News of the tense phone calls he's had with the leaders of Canada, Mexico, Australia and the UK have seeped out during the course of his presidency.
But in public he's repeated like a mantra that all his relationships are great.
On North Korea's Kim: "I want to have a good relationship with North Korea. I want to have a good relationship with many other countries," Trump said. "We had great chemistry. He gave us a lot."
On China's Xi Jinping: "President Xi and I will always be friends, no matter what happens with our dispute on trade."
On the UK's Theresa May: "The Prime Minister and myself have had a really great relationship, although some people don't necessarily believe that, but I can tell you I have a tremendous respect for the Prime Minister and the job she's doing, and I think the feeling is mutual," Trump said.
On German's Angela Merkel: "I have a great relationship with Angela Merkel of Germany, but the Fake News Media only shows the bad photos (implying anger) of negotiating an agreement - where I am asking for things that no other American President would ask for!"
There are similar comments about France's Macron and Canada's Justin Trudeau.
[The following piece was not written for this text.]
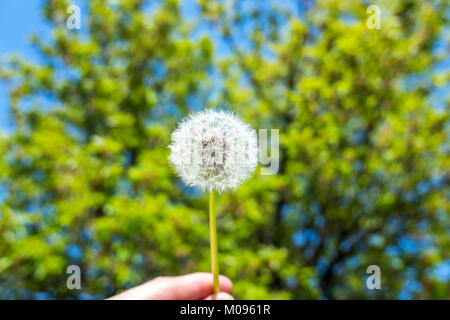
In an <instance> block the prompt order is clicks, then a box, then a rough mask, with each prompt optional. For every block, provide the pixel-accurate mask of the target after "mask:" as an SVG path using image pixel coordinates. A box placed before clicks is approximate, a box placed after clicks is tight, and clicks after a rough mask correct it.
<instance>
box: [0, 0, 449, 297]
mask: <svg viewBox="0 0 450 320" xmlns="http://www.w3.org/2000/svg"><path fill="white" fill-rule="evenodd" d="M70 4H76V5H78V6H79V7H80V9H81V28H80V29H73V30H69V29H68V28H67V26H66V20H67V19H68V17H69V16H70V14H69V13H68V12H67V8H68V6H69V5H70ZM369 5H377V6H378V7H379V8H380V27H381V28H380V29H377V28H369V27H368V25H369V26H372V25H373V24H372V25H371V22H373V20H370V19H374V18H376V17H373V15H374V13H373V12H370V13H368V12H367V8H368V7H369ZM449 13H450V10H449V6H448V1H445V0H433V1H432V0H424V1H414V0H399V1H376V0H373V1H351V0H350V1H340V0H330V1H312V0H305V1H299V0H286V1H274V0H270V1H269V0H266V1H262V0H261V1H256V0H255V1H250V0H242V1H237V0H223V1H212V0H186V1H182V0H164V1H163V0H151V1H144V0H115V1H114V0H110V1H103V0H102V1H100V0H90V1H82V0H80V1H71V2H69V1H63V0H51V1H38V0H31V1H30V0H27V1H25V0H20V1H19V0H18V1H0V128H1V129H0V130H1V131H0V298H2V299H54V298H56V299H69V298H70V299H97V298H104V297H108V296H110V295H113V294H114V293H115V292H117V291H118V290H124V289H126V288H129V287H132V286H135V285H137V284H140V283H142V282H144V281H147V280H149V279H151V278H153V277H156V276H159V275H179V274H184V273H188V272H194V271H209V270H210V264H209V263H210V262H209V233H208V213H207V196H206V195H204V194H202V193H201V192H199V191H198V190H196V189H192V188H187V187H185V186H184V185H183V184H182V183H181V182H180V180H179V179H178V178H177V177H176V175H175V172H174V171H173V169H171V168H170V166H169V163H168V159H167V157H168V148H167V146H168V144H169V142H170V133H171V132H172V130H174V128H175V127H176V124H177V122H178V121H179V120H180V119H181V118H183V117H184V116H185V115H186V114H188V113H189V112H191V111H196V110H201V109H203V108H205V107H214V106H225V107H227V108H230V109H232V110H234V111H236V112H237V113H238V114H239V115H240V116H241V117H242V118H243V119H245V121H247V122H249V123H250V124H251V125H252V127H253V128H255V129H260V128H266V129H279V130H280V168H279V172H278V174H276V175H272V176H265V175H261V174H260V168H258V169H257V171H256V172H255V174H254V175H253V177H252V178H251V179H249V180H248V181H246V182H245V183H244V184H243V185H242V186H241V187H240V188H239V189H238V191H237V192H235V193H232V194H231V193H230V194H222V195H221V196H220V197H218V200H217V201H218V203H217V210H218V212H219V214H218V221H217V225H218V239H219V261H220V269H221V273H222V274H225V275H227V276H228V277H229V278H231V279H232V281H233V283H234V288H233V293H234V295H235V297H236V298H237V299H350V298H357V299H450V237H449V231H450V220H449V208H450V206H449V195H450V194H449V181H450V172H449V165H450V158H449V151H450V145H449V136H450V126H449V91H450V86H449V82H448V80H449V70H450V58H449V55H448V53H449V49H450V47H449V41H448V40H449V24H448V18H449ZM370 17H372V18H370ZM368 19H369V22H368ZM73 264H75V265H78V266H80V268H81V272H82V274H81V287H82V288H81V290H69V289H68V288H67V286H66V280H67V277H68V276H69V275H68V274H67V273H66V268H67V267H68V266H69V265H73ZM373 264H374V265H378V266H379V267H380V269H381V289H379V290H369V289H368V288H367V287H366V279H367V277H368V276H369V275H368V274H367V273H366V269H367V267H368V266H369V265H373Z"/></svg>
At some point it becomes a mantra: Don't believe the media, he's saying. My relationships with these people are great. And that's what matters.
Except in the case of Mexico, where Trump's belligerent declarations about NAFTA, immigrants and a border wall eclipse even his tough talk on North Korea; President Enrique Peña Nieto, who Trump had called a "friend," refused at one point to visit the White House. The President-elect, Andres Manuel Lopez Obrador, was elected promising to stand up to Trump. It's hard to see how Trump's personal chemistry leading to any breakthroughs there.
But Trump sounded optimistic.
"I think the relationship will be a very good one," Trump told reporters after Obrador's victory. "We'll see what happens."